SELAM YENİ BÖLÜMLE KARŞINIZDAYIM. OY VE YORUMLARINIZ BEKLİYOR BU KALBİM....

IŞIL’DAN;

Biriciğim ile salona geçip televizyonu açtığımda istediği çizgi filmi izliyorduk. Tabi biriciğim dizlerime yatmıştı aynı zamanda da cips yiyordu. Üç çizgi filmden sonra içeriye kocacım geldi. Yüzünün gülmesinden konuşmanın iyi gittiğini anlamıştım.

“Yüzünde güller açıyor “dedim.

“Evet… İşler istediğimiz gibi gitti, arkadaşıma durumu anlattım o da birilerini bulabileceğini söyledi “dedi. Bu haber beni mutlu etmişti.

“EEEE ne konuştunuz ki “dedim merakla.

&&&&

Barın ve arkadaşı arasında konuşması;

“Alo dostum, nasılsın” dedim.

“İyiyim dostum, hayırdır sen beni arar mıydın “diye sitem etti arkadaşına.

“Başımızda bela eksik değil ki “dedim.

“Öyle olsun en son düğününde görüşmüştük” diyen arkadaşımı “öyle oldu sanırım “diye onayladım.

“Aslında sana biraz işim düştü” dedim uzatmamak için.

“Seni dinliyorum, eğer yapabileceğim bir şey ise yardımcı olurum “dedi canım arkadaşım.

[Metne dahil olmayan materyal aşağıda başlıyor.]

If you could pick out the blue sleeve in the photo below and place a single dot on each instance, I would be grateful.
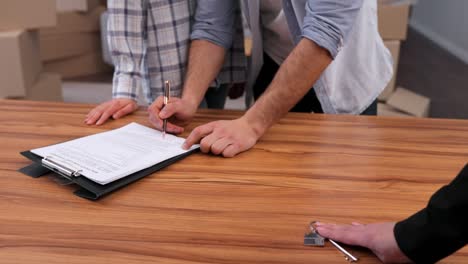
(328, 22)
(214, 22)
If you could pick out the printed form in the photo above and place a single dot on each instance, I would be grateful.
(109, 156)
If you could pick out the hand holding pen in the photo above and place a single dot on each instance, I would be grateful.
(167, 95)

“Aslında birine ihtiyacım var.” Dedim.

“Kim, hemen bulalım, eşgalini vermen yeterli “dediğinde gülesim geldi.

“Yok öyle değil be adamım. Şöyle ki senin adamlarından , daha doğrusu güvendiğin köstebeklik yapacak birine ihtiyacımız var. Şimdi neden kendinizden biri değil dersen onu açıklayamam ama işler halledilince söyleyebilirim “dedim.

“Şimdi anladım. Peki nasıl birisi lazım size “dediğinde sinsice gülümsedim.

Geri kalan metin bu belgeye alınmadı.